Normalize Efforts as a Sustained Phenomena. Finally, governments can formulate and implement programs that harness social proof and social pressure to encourage the rest of the public to adopt sustainable mobility practices. Social proof, done by making the growing shift towards sustainable mobility observable to the wider audience, can get people to let go of negative notions about it. Normalizing sustainable mobility will get more people to adopt it. Social pressure, on the other hand, focuses on making sustainable mobility the norm not the exception. With this it is important to look into the cultural environment and social dynamics that led to preference against sustainable mobility. There’s also a need to tie interventions to specific periods where individuals can be easier to decide to shift, such as first-time vehicle buyers, or those recently moving into new homes.

A fleet of electric jeepneys operating in General Santos City, Southern Philippines.
Photo Credit: Public Transport Alliance of GenSan (PTAG)

At present, the United Nations Development Programme (UNDP) is working on a joint initiative with the Philippines’ Department of Transportation (DOTr) through the Promotion of Low Carbon Urban Transport Systems in the Philippines (LCT) Project. Under the leadership of Secretary Arthur P. Tugade, the LCT project works with various national and local government, private sector, and civil society stakeholders to create an enabling environment for low carbon modes of transportation in the Philippines through policy development, institutional capacity building, and facilitating private sector participation.

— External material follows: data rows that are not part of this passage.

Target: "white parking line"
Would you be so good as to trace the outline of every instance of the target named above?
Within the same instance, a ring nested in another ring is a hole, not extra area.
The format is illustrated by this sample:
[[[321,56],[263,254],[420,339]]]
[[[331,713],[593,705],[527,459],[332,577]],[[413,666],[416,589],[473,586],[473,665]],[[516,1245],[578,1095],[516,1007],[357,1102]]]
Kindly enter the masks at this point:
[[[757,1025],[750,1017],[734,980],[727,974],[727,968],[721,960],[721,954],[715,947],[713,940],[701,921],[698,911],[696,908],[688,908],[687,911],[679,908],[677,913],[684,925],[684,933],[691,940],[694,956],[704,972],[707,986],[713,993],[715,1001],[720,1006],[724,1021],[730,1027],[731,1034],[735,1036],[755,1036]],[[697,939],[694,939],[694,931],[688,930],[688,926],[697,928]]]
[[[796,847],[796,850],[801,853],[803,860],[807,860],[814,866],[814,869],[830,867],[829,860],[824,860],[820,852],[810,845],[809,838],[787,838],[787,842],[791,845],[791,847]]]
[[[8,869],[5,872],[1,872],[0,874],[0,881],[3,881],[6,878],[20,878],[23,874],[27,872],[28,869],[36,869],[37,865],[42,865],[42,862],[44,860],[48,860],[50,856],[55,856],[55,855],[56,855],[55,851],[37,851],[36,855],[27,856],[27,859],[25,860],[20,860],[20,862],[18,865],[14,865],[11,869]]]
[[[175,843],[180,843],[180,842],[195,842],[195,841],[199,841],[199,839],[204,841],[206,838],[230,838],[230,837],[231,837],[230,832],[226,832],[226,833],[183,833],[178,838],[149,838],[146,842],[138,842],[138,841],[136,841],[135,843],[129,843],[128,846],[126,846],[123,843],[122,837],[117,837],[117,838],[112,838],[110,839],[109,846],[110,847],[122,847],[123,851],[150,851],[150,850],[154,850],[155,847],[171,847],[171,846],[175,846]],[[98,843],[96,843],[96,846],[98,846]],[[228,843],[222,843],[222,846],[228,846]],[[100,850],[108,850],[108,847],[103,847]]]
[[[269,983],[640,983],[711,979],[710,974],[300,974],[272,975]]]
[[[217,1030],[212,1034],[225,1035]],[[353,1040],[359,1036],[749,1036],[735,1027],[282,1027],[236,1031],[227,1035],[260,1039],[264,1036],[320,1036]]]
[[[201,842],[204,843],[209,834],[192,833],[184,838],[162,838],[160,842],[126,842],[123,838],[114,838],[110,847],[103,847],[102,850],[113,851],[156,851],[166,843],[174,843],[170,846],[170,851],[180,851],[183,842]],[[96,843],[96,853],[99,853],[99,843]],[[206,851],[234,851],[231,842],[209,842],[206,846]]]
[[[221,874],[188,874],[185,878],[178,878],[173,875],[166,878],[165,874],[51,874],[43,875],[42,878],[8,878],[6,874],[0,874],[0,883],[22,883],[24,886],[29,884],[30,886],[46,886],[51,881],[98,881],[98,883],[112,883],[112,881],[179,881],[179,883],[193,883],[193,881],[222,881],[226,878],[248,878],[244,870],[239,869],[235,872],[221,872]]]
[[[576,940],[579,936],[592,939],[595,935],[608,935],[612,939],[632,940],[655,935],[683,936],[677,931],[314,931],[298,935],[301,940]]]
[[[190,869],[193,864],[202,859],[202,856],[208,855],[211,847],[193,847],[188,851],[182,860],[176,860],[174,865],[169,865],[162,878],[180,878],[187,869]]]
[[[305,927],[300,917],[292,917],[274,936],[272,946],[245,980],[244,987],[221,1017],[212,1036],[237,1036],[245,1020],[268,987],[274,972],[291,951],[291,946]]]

The Project utilizes both “green” and “behavioral” lenses to ensure sustainability in its efforts towards improving public transport and shifting towards active mobility.

On a concluding note, it is important to highlight that the traditional measures utilized to make a change, such as incentives, laws, and information cascades have limited effects, especially if done without consideration on the behavioral lens to the problem. Learnings from applied behavioral science studies can be looked into, but keep in mind to undertake rigorous testing on the ground in order to design policies that suit the context and environment where one makes decisions.

 The promise of sustainability in mobility is already felt in some areas of the country. It is necessary to ensure that the gains out of these endeavors will last longer – beyond COVID-19 pandemic, to say the least.


Miko Nacino, EnP is the Policy Support Component Lead of the Promotion of Low Carbon Urban Transport Systems in the Philippines (LCT) Project, a joint initiative of the United Nations Development Programme, the Department of Transportation, and the Global Environment Facility.